J’écoperai quand-même de 12 jours de mise à pied ferme, soit environ 100 fois la valeur d’une traverse usagée vendue à 20€ sur Le Bon Coin... Mais je reste cheminot, je garde mon poste d’ASCT (contrôleur) à Gare de Lyon et je garde mon mandat de représentant du personnel, et c’était bien là tout l’enjeu de cette procédure à mon encontre. Tout cela n’aura été possible qu’avec le soutien de tous les collègues au-delà des étiquettes syndicales, c’est l’unité qui a permis de cranter et de construire ce rapport de force qui m’a sauvé la mise et je ne remercierai jamais assez mes collègues d’avoir rendu cela possible.

Révolution Permanente : Ton cas n’est malheureusement pas une exception au sein de la SNCF, quel lien tu peux faire entre la répression accrue et les transformations en cours et à venir au sein de l’entreprise ? Comment tu vois la suite ?

Rénald : Même si 12 jours de mise à pied représentent une lourde sanction au regard des faits reprochés, je peux m’estimer heureux car mon cas n’est pas isolé, loin de là, et pour Yannick, Linda et Éric l’issue est catastrophique et bon nombre de collègues sont en attente de conseil de discipline avec radiation demandée. C’est vraiment du jamais vu dans l’histoire de la SNCF.

On voit bien que la direction cherche à faire des exemples, à instaurer un régime de terreur et museler toute opposition aux projets de réforme qu’ils veulent passer en force et cela sans se soucier des conséquences pour la santé physique et mentale des agents qui sont déjà à bout. On ne se dirige pas vers un nouveau France Telecom car malheureusement la situation sociale dans l’entreprise est déjà pire et les tristes records de suicides au sein de l’entreprise sont dépassés chaque année....
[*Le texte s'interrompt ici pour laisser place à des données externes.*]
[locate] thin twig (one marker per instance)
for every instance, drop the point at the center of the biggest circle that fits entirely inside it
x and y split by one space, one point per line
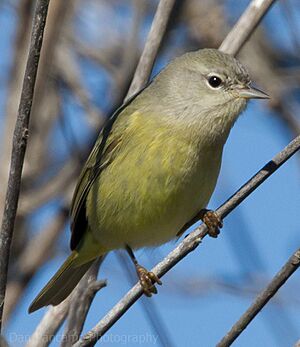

Cette réforme, c’est 30% de productivité qui doivent être dégagés, un plan social déguisé en restructurations établissement par établissement, en suppressions de postes, en modifications de fiches de poste pour que les agents restants soient multi-tâches et comblent la charge engendrée par ces suppressions. Et gare au moindre faux pas car pour les agents la moindre erreur aura de lourdes conséquences....

La leçon à tirer dans mon histoire c’est qu’il n’y a que la grève massive et le rapport de force qui font avancer la cause des salariés. Si nous ne voulons pas nous épuiser à contrer un par un chaque coup bas que va porter la direction, il va falloir construire un mouvement national d’ampleur et finir ce qui est resté inachevé lors des mouvements de 2014 et 2018 pour annuler purement et simplement cette réforme du ferroviaire en France dont tout le monde a enfin conscience des effets désastreux tant pour les cheminots, que pour la population qui voit ses gares fermer, ses trains remplacés par des bus ou des camions.

Et on le voit bien, même si c’est compliqué parfois il n’y a que dans l’unité, au-delà des étiquettes syndicales, que l’on peut réunir les conditions pour construire ce mouvement. En tout cas, toutes mes pensées vont aux collègues pour qui l’issue n’aura pas été aussi bonne, à ceux qui se font jeter à la porte après des années de dévouement pour cette boîte, pour le service rendu au public, aux familles des trop nombreux collègues qui mettent fin à leurs jours, à ces vies brisées sur l’hôtel de la productivité et du management inhumain. Nous syndicalistes devons organiser la résistance et créer les conditions qui vont nous mener à la victoire.